February 4, 2005 3:14 PM PST
Google loses trademark case in France
The Paris District Court has sanctioned Google and its French subsidiary from selling search-related advertisements against trademarks owned by the luxury fashion designer, which sued the search giant in early 2004. The court charged Google with trademark counterfeiting, unfair competition and misleading advertising. Google was ordered to pay $257,430 (200,000 euros).
The ruling comes on the heels of another French court order against Google, in a case brought by European chain Le Meridien Hotels and Resorts. In that lawsuit, the court said Google infringed on Le Meridien's trademarks by allowing the hotel chain's rivals to bid on keywords of its name and then appear prominently in those related search results.
Both lawsuits have hinged on Google's signature keyword-advertising system, Adwords, which pairs text ads with related search results. For example, a Nike ad appears after a search for running shoes. Through the system, Google allows marketers to bid for such search-related keywords, including common branded and trademarked terms.
The negative rulings could hamper the company's advertising practices--at least in Western Europe, where the courts have been favorable to trademark owners. Google derives the lion's share of its revenue from online advertising.
Louis Vuitton applauded the ruling, highlighting the danger that some sponsored search results tied to its name can promote counterfeits. "It was absolutely unthinkable that a company like Google be authorized, in the scope of its advertising business, to sell the Louis Vuitton trademark to third parties, specifically to Web sites selling counterfeits," a company representative said in a statement via e-mail.
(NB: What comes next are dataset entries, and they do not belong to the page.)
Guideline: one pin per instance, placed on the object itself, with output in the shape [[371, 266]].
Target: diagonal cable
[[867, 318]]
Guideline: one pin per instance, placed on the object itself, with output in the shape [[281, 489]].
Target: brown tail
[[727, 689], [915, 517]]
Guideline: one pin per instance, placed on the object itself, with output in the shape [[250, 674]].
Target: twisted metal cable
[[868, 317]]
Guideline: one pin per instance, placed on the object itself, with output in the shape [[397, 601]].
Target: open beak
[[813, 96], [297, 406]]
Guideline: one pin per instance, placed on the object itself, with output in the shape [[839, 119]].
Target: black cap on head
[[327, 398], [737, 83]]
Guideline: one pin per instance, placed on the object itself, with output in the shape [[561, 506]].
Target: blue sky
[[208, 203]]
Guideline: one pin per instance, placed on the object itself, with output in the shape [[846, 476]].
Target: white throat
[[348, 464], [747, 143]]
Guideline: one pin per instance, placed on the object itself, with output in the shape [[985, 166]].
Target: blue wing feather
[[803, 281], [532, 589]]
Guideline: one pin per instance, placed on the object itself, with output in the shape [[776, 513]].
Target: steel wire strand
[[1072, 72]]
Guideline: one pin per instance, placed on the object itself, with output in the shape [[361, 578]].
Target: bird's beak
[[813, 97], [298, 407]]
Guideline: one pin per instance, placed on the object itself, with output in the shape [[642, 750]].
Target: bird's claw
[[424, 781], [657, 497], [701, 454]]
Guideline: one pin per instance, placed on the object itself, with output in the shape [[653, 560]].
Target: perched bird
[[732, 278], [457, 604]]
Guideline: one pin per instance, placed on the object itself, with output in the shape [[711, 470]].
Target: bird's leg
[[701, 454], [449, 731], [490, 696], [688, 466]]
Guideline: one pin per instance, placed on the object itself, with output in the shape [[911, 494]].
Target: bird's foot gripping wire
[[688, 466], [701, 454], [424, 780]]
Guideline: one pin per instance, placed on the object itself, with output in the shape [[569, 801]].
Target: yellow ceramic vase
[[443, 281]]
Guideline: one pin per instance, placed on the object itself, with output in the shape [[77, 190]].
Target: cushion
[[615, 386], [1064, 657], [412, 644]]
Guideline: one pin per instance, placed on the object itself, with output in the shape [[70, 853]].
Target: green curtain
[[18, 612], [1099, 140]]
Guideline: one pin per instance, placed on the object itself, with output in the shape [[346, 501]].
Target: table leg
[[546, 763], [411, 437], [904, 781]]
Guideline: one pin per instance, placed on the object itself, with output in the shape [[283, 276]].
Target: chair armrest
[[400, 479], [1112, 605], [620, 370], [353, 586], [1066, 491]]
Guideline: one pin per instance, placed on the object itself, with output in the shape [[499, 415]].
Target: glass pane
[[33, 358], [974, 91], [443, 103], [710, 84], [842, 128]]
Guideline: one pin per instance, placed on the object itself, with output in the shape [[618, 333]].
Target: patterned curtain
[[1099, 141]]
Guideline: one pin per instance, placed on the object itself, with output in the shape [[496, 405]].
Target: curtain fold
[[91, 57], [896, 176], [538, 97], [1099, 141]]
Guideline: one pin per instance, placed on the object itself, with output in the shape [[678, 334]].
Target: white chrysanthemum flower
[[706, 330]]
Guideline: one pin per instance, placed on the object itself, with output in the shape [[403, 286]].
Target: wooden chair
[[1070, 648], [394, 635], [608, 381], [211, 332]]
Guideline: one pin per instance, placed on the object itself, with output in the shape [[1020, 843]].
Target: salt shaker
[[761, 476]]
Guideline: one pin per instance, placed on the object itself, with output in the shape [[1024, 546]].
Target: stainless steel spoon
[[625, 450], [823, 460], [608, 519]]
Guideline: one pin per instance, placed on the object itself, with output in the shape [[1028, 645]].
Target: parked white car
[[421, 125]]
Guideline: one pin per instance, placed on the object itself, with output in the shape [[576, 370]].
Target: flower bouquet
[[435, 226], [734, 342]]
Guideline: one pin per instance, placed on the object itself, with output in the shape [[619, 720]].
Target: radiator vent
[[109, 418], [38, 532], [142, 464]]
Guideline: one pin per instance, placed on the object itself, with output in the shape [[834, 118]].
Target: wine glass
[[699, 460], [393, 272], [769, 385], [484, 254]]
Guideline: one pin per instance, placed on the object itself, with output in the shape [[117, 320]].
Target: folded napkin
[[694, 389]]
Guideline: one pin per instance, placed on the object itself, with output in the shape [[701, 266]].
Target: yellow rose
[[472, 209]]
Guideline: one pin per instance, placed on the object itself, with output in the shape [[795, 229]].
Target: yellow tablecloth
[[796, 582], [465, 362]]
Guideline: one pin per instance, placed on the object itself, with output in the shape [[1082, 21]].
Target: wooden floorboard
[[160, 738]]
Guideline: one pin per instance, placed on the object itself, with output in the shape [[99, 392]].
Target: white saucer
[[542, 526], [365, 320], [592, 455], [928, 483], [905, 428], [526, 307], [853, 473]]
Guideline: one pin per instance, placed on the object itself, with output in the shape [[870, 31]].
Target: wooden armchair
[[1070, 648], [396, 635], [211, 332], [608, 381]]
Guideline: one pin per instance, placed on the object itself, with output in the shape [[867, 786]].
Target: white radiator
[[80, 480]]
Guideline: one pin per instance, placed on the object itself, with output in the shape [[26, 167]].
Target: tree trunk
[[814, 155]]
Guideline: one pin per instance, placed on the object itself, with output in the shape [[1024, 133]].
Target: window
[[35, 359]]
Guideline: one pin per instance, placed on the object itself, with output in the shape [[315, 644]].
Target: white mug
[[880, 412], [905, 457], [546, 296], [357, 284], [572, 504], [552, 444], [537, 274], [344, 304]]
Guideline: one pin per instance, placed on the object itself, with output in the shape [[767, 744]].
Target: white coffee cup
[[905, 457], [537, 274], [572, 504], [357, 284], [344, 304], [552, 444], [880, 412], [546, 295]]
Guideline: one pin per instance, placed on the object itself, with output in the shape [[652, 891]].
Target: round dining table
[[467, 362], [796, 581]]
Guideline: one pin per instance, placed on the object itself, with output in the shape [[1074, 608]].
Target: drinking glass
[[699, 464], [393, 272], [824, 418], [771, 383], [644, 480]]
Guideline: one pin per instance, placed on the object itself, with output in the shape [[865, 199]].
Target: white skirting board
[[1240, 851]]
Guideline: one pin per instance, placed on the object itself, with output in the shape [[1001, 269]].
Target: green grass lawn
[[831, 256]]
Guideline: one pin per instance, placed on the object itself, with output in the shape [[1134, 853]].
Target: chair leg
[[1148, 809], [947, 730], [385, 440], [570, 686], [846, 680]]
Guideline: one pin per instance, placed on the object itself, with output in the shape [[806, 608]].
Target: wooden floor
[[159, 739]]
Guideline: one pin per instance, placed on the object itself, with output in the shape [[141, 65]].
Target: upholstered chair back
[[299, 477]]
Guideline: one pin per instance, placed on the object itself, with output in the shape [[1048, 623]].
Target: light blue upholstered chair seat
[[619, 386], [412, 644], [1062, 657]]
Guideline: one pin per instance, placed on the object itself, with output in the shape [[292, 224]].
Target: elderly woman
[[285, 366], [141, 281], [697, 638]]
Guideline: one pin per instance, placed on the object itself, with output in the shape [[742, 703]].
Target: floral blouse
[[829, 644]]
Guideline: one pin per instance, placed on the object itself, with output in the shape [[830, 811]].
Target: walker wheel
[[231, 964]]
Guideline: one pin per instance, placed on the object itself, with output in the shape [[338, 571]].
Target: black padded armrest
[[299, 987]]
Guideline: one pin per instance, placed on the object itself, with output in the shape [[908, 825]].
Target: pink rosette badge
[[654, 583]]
"This milestone ruling grants protection for the first time to both consumers and brand owners by finding that Google's Adwords and Premium Sponsorship services as misleading advertising services," the representative added.
Google spokesman Steve Langdon said the company has not yet received a copy of the ruling. When it does, he said, the search giant will consider its options, including appealing the decision. Google is appealing the ruling regarding Le Meridien.
In the United States, the company recently won a favorable ruling in a similar case brought by Geico, the car insurance company. In December, a judge in Virginia ruled that as a matter of law, Google's use of Geico trademarks to trigger ads did not constitute trademark infringement and that Geico had not sufficiently proven its case.